Subsequently, the Missing Persons Unit and the Solid/Hazardous Waste Background Investigation Unit were formed within the Investigations Section to carry out these legislated responsibilities.

On January 20, 1984, another milestone in the history of the Division was reached when the 125 members of the Highway Patrol Bureau were sworn in as members of the State Police.

They had been under the jurisdiction of the State Police since February 10, 1979, when an Executive Directive issued by the Attorney General transferred the Enforcement Bureau to the Division’s Operations Section, where it became known as the Highway Patrol Bureau.

This merger was accomplished to avoid overlapping assignments and improve operational efficiency by placing statewide enforcement under the Superintendent of State Police.

In 1985, the Well Trooper Program was instituted for all sworn personnel. The program, which has been a great success, follows good preventive medical practices to ensure a healthier work force by providing a complete annual medical examination.

In 1986, following a unique signing of a five-year lease between the Army and the Division, State Police pre-service training was relocated from the Sea Girt Training Academy to facilities at the US Army Training Center, Fort Dix.

The move to the new training facility alleviated crowding at the Sea Girt Academy and enabled State Police recruit training to be conducted 12 months a year. Advanced training courses for state, county and municipal police, and the basic course for municipal and state agencies continues to be conducted at Sea Girt.

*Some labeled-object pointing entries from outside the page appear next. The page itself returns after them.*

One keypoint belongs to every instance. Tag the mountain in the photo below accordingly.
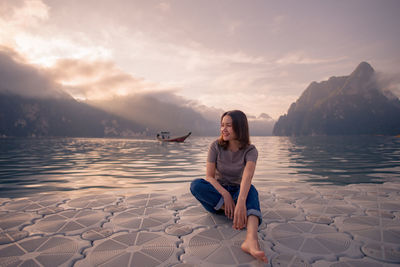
(347, 105)
(22, 116)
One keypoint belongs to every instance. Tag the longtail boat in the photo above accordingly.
(165, 137)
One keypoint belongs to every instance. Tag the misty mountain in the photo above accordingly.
(33, 104)
(158, 115)
(59, 117)
(347, 105)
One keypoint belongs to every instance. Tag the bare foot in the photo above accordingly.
(253, 248)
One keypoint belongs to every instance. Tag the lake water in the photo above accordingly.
(29, 166)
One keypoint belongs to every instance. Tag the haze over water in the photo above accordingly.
(30, 166)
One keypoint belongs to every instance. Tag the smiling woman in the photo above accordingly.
(227, 188)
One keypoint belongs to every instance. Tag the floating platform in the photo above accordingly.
(303, 225)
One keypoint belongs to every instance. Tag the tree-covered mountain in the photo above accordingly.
(60, 117)
(348, 105)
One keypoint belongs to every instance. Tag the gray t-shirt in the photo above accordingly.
(230, 165)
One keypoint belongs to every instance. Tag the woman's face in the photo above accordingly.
(227, 129)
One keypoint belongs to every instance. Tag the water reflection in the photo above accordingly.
(28, 166)
(345, 159)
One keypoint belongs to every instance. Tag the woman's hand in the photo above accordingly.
(229, 205)
(240, 216)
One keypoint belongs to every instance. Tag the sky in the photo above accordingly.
(255, 55)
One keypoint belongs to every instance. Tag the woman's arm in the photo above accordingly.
(228, 201)
(240, 214)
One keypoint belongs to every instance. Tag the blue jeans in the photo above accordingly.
(212, 200)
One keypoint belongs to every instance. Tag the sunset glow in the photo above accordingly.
(257, 56)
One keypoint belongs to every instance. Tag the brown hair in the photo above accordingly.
(240, 127)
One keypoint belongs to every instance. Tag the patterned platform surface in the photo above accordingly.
(303, 225)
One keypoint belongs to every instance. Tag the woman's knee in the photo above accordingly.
(253, 191)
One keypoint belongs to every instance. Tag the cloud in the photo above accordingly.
(87, 79)
(301, 58)
(19, 77)
(20, 16)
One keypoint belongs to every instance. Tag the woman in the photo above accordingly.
(231, 163)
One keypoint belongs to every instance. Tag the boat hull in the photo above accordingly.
(179, 139)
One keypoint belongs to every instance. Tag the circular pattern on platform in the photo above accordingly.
(371, 228)
(148, 200)
(280, 213)
(177, 206)
(311, 240)
(49, 210)
(328, 210)
(68, 222)
(42, 251)
(382, 252)
(133, 249)
(15, 220)
(216, 246)
(285, 260)
(178, 229)
(203, 218)
(348, 262)
(115, 208)
(153, 219)
(12, 236)
(97, 233)
(92, 201)
(319, 219)
(33, 203)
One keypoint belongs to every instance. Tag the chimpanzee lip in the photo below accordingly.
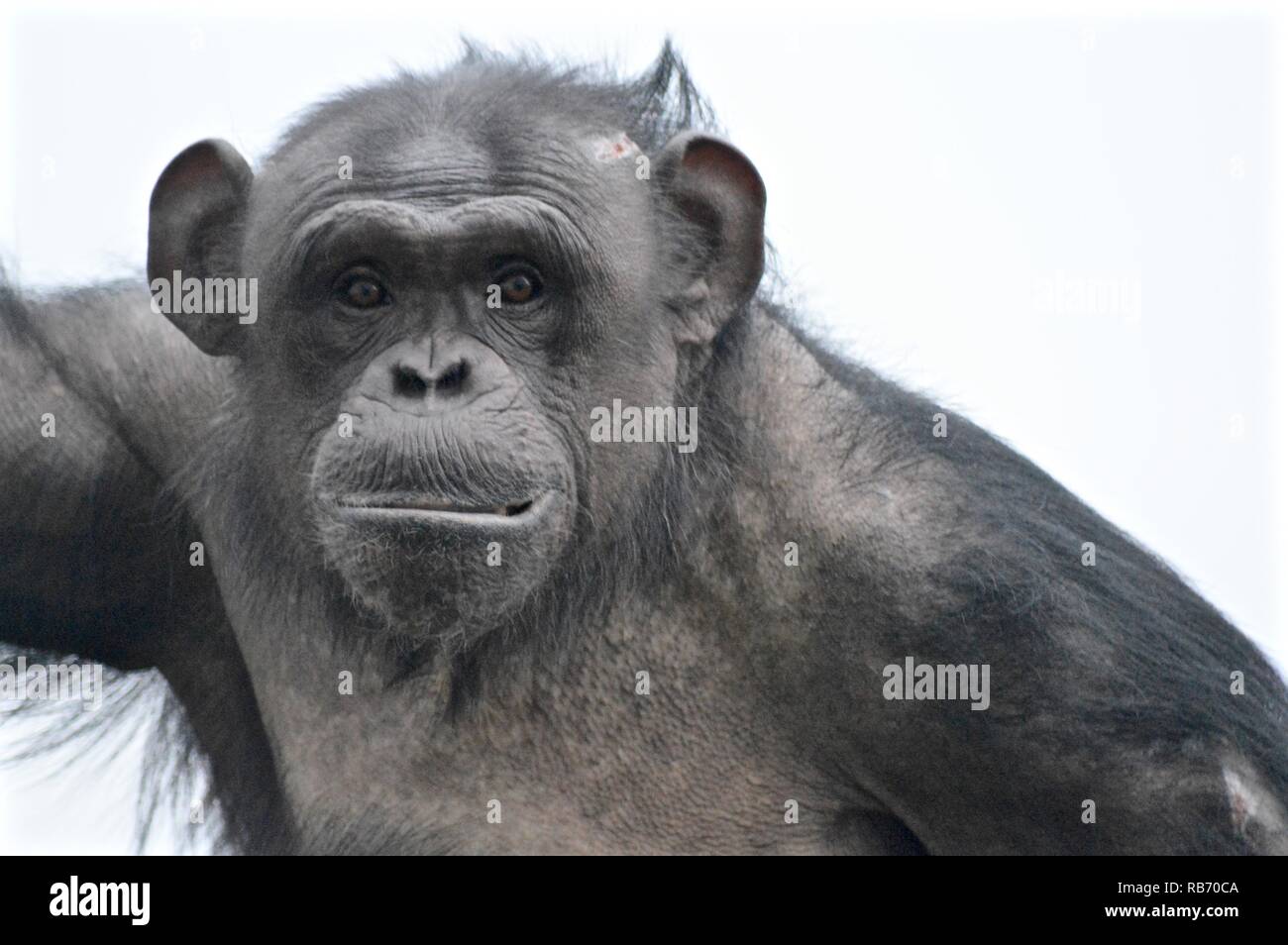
(423, 506)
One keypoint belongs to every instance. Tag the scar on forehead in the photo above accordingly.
(613, 149)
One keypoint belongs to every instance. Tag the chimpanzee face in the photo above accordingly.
(437, 329)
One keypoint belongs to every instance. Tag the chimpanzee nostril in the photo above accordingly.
(408, 382)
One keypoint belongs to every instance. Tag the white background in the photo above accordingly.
(928, 174)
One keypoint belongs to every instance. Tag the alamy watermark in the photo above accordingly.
(210, 296)
(621, 424)
(938, 682)
(53, 682)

Liberty Week ‘86 was the largest and most extensive operation in the history of the State Police. Nine days of events to celebrate the 100th anniversary of the Statue of Liberty encompassed the use of 1,240 Troopers and approximately 10,000 work-hours.

The Division’s responsibilities included: patrol, criminal investigation, aiding of the sick, and medical evacuations at Liberty State Park, the Meadowlands, and on many of the surrounding highways leading to these areas.

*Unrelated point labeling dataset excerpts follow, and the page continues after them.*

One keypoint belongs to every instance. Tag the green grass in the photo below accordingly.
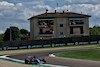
(91, 54)
(55, 47)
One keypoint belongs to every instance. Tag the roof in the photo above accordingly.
(59, 14)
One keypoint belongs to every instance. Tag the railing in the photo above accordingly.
(76, 23)
(52, 41)
(43, 26)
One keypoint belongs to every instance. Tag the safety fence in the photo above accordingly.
(50, 42)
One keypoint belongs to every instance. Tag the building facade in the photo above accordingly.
(59, 25)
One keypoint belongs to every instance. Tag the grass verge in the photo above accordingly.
(91, 54)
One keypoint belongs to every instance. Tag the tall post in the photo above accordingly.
(95, 24)
(10, 33)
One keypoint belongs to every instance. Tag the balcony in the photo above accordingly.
(47, 33)
(43, 26)
(76, 24)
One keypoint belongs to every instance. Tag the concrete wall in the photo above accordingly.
(34, 28)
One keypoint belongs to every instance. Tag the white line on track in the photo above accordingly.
(5, 57)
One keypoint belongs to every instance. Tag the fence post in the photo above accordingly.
(51, 42)
(66, 43)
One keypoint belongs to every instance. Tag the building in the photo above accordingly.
(59, 25)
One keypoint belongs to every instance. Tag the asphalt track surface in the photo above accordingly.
(57, 60)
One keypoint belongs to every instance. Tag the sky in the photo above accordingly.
(16, 12)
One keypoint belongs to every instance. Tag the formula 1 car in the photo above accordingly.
(34, 60)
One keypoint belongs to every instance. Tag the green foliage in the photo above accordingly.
(92, 30)
(15, 34)
(24, 34)
(1, 37)
(92, 54)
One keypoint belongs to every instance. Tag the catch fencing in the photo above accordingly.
(50, 42)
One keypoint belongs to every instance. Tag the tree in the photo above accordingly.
(15, 34)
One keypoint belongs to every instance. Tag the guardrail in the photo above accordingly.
(51, 42)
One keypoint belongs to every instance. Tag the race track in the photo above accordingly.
(59, 61)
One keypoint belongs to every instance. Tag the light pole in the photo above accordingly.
(10, 33)
(95, 24)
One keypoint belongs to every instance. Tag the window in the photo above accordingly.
(76, 21)
(61, 33)
(76, 30)
(81, 28)
(71, 30)
(61, 25)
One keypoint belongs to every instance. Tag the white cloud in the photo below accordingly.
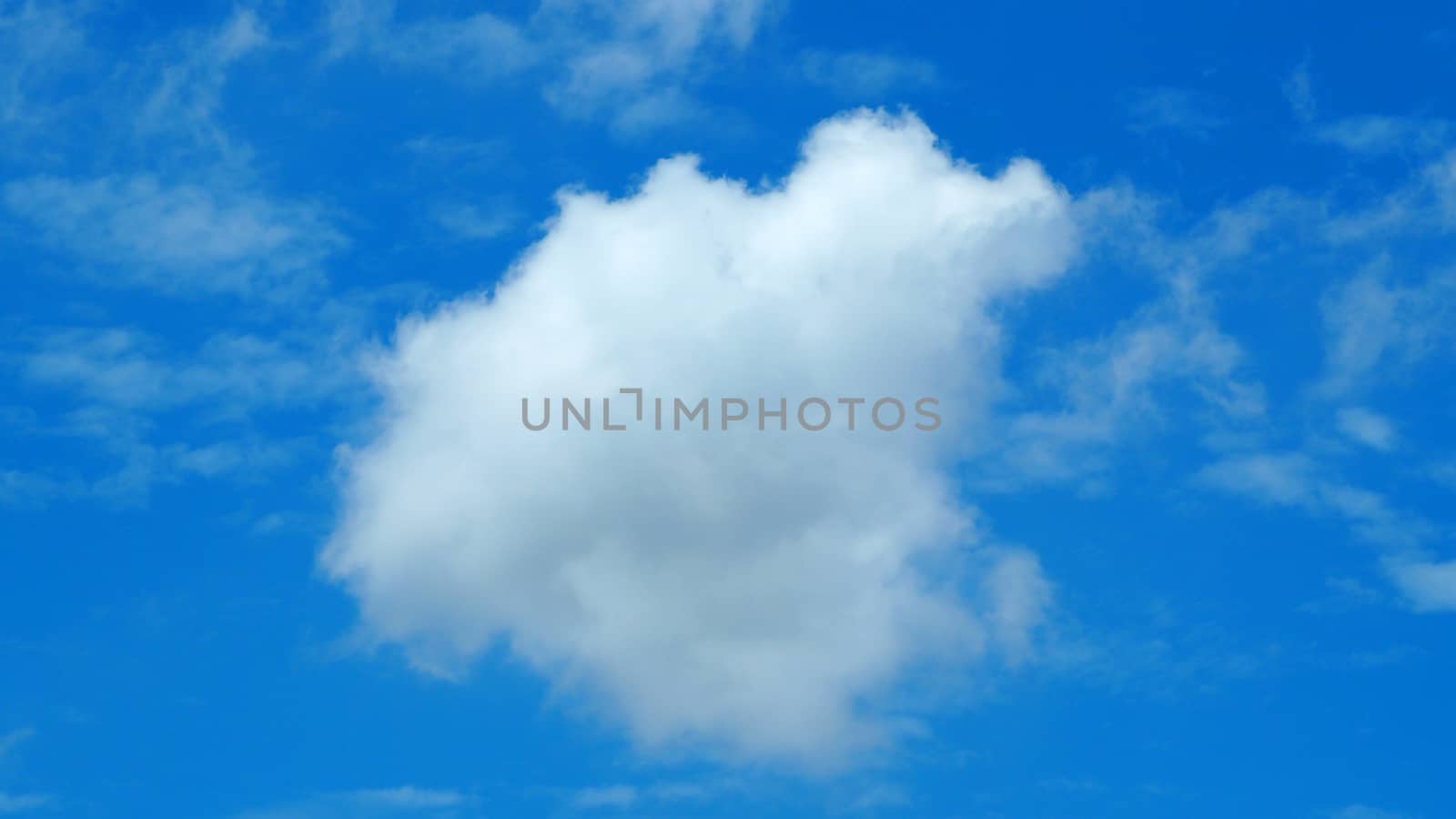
(404, 800)
(1300, 94)
(865, 73)
(1376, 329)
(1429, 586)
(14, 739)
(1365, 812)
(1373, 135)
(757, 593)
(24, 802)
(1296, 480)
(1366, 428)
(1114, 388)
(41, 41)
(1172, 109)
(606, 796)
(472, 222)
(179, 237)
(630, 63)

The success of Liberty Week ‘86 and the lack of any serious incidents occurring can be attributed to the excellent planning and coordination between the Division and the many other law enforcement agencies involved.

The new State Police communications network became operational in 1987. This modern day system is a long way from the early years when a red lantern, red light or red flag would be displayed at signal stops to advise the patrols there was a message for them.

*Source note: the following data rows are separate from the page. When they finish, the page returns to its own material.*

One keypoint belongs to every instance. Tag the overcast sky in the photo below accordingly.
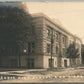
(70, 14)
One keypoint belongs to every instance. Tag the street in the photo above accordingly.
(42, 76)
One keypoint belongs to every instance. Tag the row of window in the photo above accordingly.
(49, 49)
(56, 35)
(57, 49)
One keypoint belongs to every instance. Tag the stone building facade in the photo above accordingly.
(49, 42)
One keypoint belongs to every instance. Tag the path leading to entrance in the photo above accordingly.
(43, 75)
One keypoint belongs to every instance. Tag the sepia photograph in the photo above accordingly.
(41, 42)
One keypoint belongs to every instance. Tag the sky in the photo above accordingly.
(69, 14)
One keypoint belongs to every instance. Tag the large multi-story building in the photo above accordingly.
(48, 41)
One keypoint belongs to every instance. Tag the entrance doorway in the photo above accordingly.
(30, 63)
(65, 63)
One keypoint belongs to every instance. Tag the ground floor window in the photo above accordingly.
(51, 62)
(30, 63)
(14, 63)
(65, 63)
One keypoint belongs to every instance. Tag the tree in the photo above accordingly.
(15, 28)
(72, 53)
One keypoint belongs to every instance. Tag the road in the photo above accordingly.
(42, 76)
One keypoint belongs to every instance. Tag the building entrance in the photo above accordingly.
(30, 63)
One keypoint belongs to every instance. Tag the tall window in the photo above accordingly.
(64, 51)
(48, 33)
(48, 48)
(63, 39)
(57, 49)
(57, 36)
(31, 47)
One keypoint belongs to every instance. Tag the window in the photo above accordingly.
(51, 62)
(63, 39)
(57, 50)
(48, 33)
(57, 37)
(31, 47)
(64, 51)
(48, 48)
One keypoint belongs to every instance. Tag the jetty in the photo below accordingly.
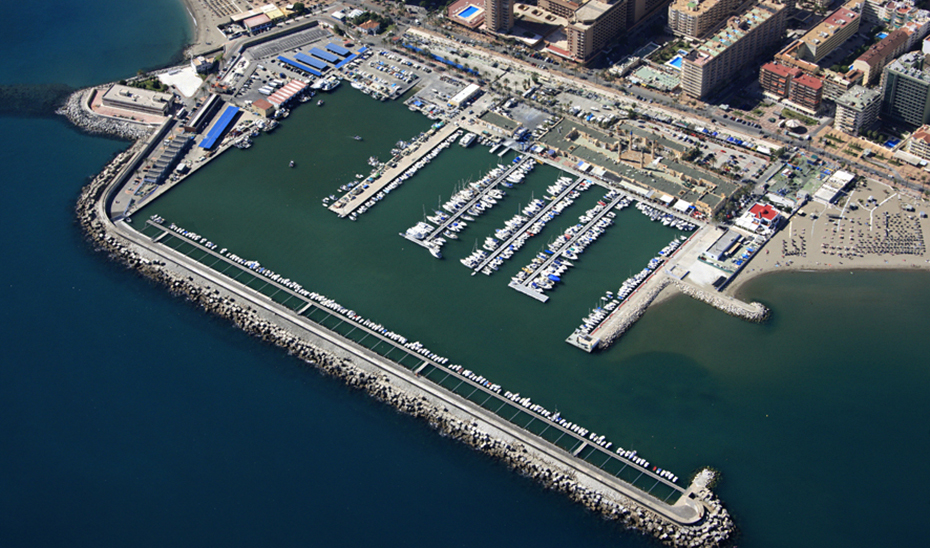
(454, 217)
(350, 202)
(526, 227)
(526, 285)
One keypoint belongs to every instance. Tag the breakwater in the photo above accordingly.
(444, 412)
(75, 109)
(753, 312)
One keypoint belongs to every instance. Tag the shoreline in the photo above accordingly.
(401, 389)
(198, 25)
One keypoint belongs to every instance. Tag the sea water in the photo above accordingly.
(129, 417)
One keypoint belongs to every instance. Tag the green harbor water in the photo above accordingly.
(816, 418)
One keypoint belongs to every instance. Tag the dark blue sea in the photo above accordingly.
(129, 417)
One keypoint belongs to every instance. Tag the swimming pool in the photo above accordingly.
(468, 12)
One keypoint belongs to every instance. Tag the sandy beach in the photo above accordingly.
(884, 232)
(206, 15)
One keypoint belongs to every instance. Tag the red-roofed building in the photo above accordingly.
(806, 91)
(371, 26)
(258, 23)
(776, 79)
(761, 219)
(263, 107)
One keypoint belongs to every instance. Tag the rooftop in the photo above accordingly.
(142, 97)
(590, 11)
(885, 47)
(837, 21)
(922, 134)
(781, 70)
(694, 6)
(809, 81)
(735, 29)
(910, 65)
(859, 97)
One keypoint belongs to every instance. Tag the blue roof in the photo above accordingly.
(219, 127)
(315, 63)
(300, 66)
(337, 49)
(324, 55)
(347, 60)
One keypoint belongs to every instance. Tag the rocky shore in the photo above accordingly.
(632, 316)
(715, 529)
(76, 111)
(757, 312)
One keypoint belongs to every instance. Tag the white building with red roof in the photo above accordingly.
(760, 219)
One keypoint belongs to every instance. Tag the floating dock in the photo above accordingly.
(454, 217)
(526, 226)
(524, 286)
(400, 166)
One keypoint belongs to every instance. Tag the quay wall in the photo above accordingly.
(627, 316)
(448, 414)
(76, 110)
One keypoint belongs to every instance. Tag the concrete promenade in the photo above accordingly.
(391, 173)
(684, 512)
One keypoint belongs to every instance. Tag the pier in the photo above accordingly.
(392, 172)
(457, 214)
(555, 436)
(523, 230)
(524, 286)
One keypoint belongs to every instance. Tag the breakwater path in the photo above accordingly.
(411, 387)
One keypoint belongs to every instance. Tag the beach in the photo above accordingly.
(886, 232)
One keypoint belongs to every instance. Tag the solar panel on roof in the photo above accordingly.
(219, 127)
(300, 66)
(346, 61)
(324, 55)
(337, 49)
(315, 63)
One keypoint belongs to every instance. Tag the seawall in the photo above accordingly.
(753, 312)
(76, 110)
(450, 415)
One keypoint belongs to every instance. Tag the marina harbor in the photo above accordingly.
(513, 176)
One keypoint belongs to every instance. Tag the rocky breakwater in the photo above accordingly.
(398, 390)
(753, 312)
(630, 313)
(76, 110)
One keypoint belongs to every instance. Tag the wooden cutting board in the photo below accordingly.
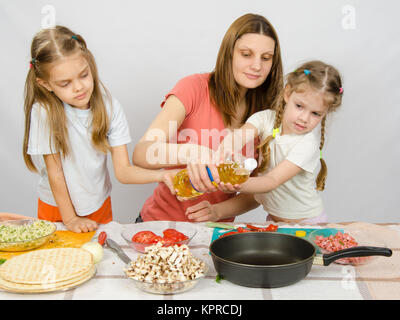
(60, 239)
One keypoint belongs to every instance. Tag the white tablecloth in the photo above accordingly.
(331, 282)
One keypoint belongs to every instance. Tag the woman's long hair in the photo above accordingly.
(224, 91)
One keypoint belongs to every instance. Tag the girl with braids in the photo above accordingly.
(71, 122)
(292, 170)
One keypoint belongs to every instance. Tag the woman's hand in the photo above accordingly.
(229, 188)
(202, 157)
(202, 211)
(168, 179)
(80, 224)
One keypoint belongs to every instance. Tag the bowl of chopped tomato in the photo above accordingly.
(169, 233)
(330, 240)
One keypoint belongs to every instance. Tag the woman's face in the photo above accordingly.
(252, 59)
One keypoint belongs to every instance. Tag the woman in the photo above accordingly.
(247, 78)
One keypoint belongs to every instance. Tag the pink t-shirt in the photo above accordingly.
(202, 125)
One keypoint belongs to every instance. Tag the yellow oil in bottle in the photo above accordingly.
(230, 172)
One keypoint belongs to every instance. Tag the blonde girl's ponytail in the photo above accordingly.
(29, 101)
(323, 172)
(264, 145)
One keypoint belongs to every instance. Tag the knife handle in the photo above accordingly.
(113, 245)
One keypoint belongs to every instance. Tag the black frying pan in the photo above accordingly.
(271, 260)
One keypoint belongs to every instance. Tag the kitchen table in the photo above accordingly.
(380, 279)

During this decade, increased responsibilities have had a tremendous impact upon the profile of the Division and have provided the opportunity for the State Police to, once again, demonstrate its versatility and proficiency when called to task.

This can be attested to by the most extensive manhunt in State Police history for the killers of Trooper Philip Lamonaco, which began with his murder on December 21, 1981.

Through determination and sophisticated investigative techniques, suspects Raymond Levasseur, Patricia Gross, Richard Williams, Jaan Laaman, and Barbara Curzi were arrested on November 4, 1984.

This manhunt ended when the last two suspects, Thomas Manning and his wife, Carol, were arrested on April 24, 1985. This ended the ten-year reign of these career criminals who are members of the Jonathan Jackson-Sam Melville Unit and The United Freedom Front terrorist groups.

They were also responsible for eighteen bombings and numerous bank robberies throughout the east coast on the United States.

As the times changed, so did the priorities and objectives of the New Jersey State Police. In conjunction with the implementation of the 1986 Comprehensive Drug Reform Act and the statewide master plan for comprehensive drug enforcement, the Division instituted “The State Police Plan for Action,” in July 1987.

This innovative drug enforcement program began with new drug laws, and updated arrest, search and seizure laws and techniques. The training was followed by immediate aggressive patrol work coupled with increased enforcement action resulting in drug arrests increasing dramatically.

Successful undercover high school operations combined with a strong emphasis on educating students have served as a deterrent to drug use in our schools. Meanwhile, the targeting of upper-echelon drug traffickers continues with a new sense of urgency.